Innerlijk verdeeld

Finn Anderson zingt het lied A Dancer Stole My Heart. ‘Een schrijver stal mijn woorden, een zanger stal mijn lippen. Een danser stal mijn hart.’

In alle dingen schuilt voor mij een bron van diepere liefde, van een voller leven. Maar mijn verlangens zijn vaak gericht op illusies, gevangen in droombeelden. Ik vraag dat ik in vrijheid kan toestaan dat God de verschillende klanken in mijn hart samenbrengt tot een harmonieus en stralend liefdeslied.
De lezing van vandaag is uit het Evangelie volgens Marcus, hoofdstuk 3, vanaf vers 22.
Het is misschien heel toepasselijk om, tegen het eind van de Gebedsweek voor de christelijke eenheid, de waarschuwing te horen over het gevaar van een koninkrijk dat innerlijk verdeeld is.

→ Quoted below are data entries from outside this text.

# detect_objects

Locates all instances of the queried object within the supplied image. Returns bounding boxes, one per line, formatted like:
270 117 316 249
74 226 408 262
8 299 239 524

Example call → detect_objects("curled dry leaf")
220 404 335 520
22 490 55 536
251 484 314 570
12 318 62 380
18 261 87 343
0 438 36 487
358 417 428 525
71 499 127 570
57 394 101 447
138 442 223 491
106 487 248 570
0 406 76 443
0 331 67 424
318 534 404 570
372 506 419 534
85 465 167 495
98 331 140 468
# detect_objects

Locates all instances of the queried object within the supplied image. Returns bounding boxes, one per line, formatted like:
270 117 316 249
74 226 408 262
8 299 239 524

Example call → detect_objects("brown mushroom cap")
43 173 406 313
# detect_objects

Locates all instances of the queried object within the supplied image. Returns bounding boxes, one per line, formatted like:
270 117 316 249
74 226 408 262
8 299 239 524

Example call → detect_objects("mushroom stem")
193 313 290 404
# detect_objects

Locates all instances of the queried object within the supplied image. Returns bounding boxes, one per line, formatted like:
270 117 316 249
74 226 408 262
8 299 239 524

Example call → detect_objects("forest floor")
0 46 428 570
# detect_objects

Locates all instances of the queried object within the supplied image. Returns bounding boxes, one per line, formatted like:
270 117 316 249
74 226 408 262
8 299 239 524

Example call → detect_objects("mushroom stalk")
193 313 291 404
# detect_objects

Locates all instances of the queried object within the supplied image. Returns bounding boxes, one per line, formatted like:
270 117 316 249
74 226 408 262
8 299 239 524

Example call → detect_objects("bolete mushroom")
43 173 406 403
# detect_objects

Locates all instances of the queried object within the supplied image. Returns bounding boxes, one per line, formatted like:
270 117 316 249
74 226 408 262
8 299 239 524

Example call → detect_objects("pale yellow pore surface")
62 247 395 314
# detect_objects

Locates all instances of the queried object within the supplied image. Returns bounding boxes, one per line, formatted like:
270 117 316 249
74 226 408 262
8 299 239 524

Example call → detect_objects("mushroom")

Herinnert deze waarschuwing mij aan een verdeeldheid waarvan ik mij bewust ben in de wereld rondom mij en die onnodig of vernietigend of beschamend is?
Maar behalve een waarschuwing is hier ook een belofte te horen, dat een grotere macht onze wereld is binnengetreden, een macht die groter is dan de krachten van verdeeldheid en haat. Welke tekenen van die grotere macht kan ik in de wereld rondom mij en in mijn eigen leven waarnemen?
Als ik opnieuw luister naar deze passage uit het Evangelie volgens Marcus, kan ik dan Jezus’ belofte horen over iets radicaals wat te gebeuren staat en hoor ik dat als iets wat relevant is voor mijn eigen omstandigheden, voor mijn eigen leven?
Wat zou ik in de omstandigheden van mijn leven kunnen doen om verdeeldheid te overwinnen? Kan ik nu met God spreken over datgene waartoe ik wellicht geroepen ben om op te bouwen en te verbinden, om een instrument te zijn van genezing en verzoening?